On the day of an emotional memorial service, attended by hundreds of Silicon Valley’s most prominent executives, Sandberg posted a striking eulogy in which she said: “Dave was my rock.”

“We had 11 truly joyful years of the deepest love, happiest marriage, and truest partnership that I could imagine.”

Her post came after the service at Stanford University’s Memorial Auditorium for Goldberg, who died last Friday while on a family vacation at a villa near Puerto Vallarta, Mexico.

The 47-year-old, who was CEO of SurveyMonkey, a commercial service for conducting online polls, slipped while exercising on a treadmill in the villa’s gym and struck his head officials have said.

President Barack Obama extended his sympathies to Sandberg and in a signed post on the White House Facebook page said: “His (Goldberg’s) skills as an entrepreneur created opportunity for many; his love for his family was a joy to behold, and his example as a husband and father was something we could all learn from.”

The message drew online thanks from Sandberg, who described her relationship with Goldberg as a supportive, equal partnership in her 2013 book “Lean In” about the challenges faced by women in the workplace.

Later she posted her tribute on her Facebook page.

I want to thank all of our friends and family for the outpouring of love over the past few days. It has been extraordinary – and each story you have shared will help keep Dave alive in our hearts and memories.

I met Dave nearly 20 years ago when I first moved to LA. He became my best friend. He showed me the internet for the first time, planned fun outings, took me to temple for the Jewish holidays, introduced me to much cooler music than I had ever heard.

We had 11 truly joyful years of the deepest love, happiest marriage, and truest partnership that I could imagine … He gave me the experience of being deeply understood, truly supported and completely and utterly loved – and I will carry that with me always. Most importantly, he gave me the two most amazing children in the world.

Dave was my rock. When I got upset, he stayed calm. When I was worried, he said it would be ok. When I wasn’t sure what to do, he figured it out. He was completely dedicated to his children in every way – and their strength these past few days is the best sign I could have that Dave is still here with us in spirit.

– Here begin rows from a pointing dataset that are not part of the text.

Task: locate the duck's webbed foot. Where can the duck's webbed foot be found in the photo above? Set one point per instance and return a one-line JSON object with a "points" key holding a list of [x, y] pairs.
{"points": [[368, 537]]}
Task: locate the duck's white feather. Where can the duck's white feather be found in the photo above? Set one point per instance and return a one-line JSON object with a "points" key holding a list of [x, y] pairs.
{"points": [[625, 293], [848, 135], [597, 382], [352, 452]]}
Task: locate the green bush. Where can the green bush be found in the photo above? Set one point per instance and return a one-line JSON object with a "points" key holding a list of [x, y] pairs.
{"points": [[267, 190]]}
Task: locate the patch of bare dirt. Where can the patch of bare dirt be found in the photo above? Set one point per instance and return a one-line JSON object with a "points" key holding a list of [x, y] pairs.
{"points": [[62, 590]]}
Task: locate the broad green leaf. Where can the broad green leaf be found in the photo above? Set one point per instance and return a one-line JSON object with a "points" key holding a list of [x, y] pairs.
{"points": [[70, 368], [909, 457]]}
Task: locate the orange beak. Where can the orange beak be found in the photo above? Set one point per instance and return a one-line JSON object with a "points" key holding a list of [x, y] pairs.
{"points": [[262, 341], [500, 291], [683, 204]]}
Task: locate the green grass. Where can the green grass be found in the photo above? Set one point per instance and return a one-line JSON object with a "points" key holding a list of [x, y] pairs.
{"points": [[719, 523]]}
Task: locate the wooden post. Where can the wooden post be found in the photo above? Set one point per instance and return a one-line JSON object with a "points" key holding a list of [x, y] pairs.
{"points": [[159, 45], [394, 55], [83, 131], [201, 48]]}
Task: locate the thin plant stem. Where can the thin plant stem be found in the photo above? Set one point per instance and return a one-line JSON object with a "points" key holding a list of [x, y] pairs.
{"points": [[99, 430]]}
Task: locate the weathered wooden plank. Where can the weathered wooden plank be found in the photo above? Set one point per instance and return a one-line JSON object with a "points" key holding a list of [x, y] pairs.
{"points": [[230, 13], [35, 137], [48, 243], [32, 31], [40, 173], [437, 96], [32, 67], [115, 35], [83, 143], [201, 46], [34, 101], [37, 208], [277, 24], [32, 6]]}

Dave and I did not get nearly enough time together. But as heartbroken as I am today, I am equally grateful. Even in these last few days of completely unexpected hell – the darkest and saddest moments of my life – I know how lucky I have been. If the day I walked down that aisle with Dave someone had told me that this would happen – that he would be taken from us all in just 11 years – I would still have walked down that aisle. Because 11 years of being Dave Goldberg’s wife, and 10 years of being a parent with him is perhaps more luck and more happiness than I could have ever imagined. I am grateful for every minute we had.

As we put the love of my life to rest today, we buried only his body. His spirit, his soul, his amazing ability to give is still with it. It lives on in the stories people are sharing of how he touched their lives, in the love that is visible in the eyes of our family and friends, in the spirit and resilience of our children. Things will never be the same – but the world is better for the years my beloved husband lived.

Among those at Tuesday’s memorial in the heart of Silicon Valley were Hewlett-Packard’s chief executive, Meg Whitman, LinkedIn’s CEO, Jeff Weiner, prominent tech investor Reid Hoffman, along with Yelp chief executive, Jeremy Stoppelman, and PayPal co-founder Max Levchin.

U2 vocalist Bono sang before an audience that included Facebook’s Mark Zuckerberg, film director George Lucas and a host of tech company founders, executives and financiers.

Afterward, mourners emerged teary-eyed from Stanford University’s Memorial Auditorium, many wearing Minnesota Vikings paraphernalia to commemorate the NFL team loved by Goldberg, a Minneapolis native.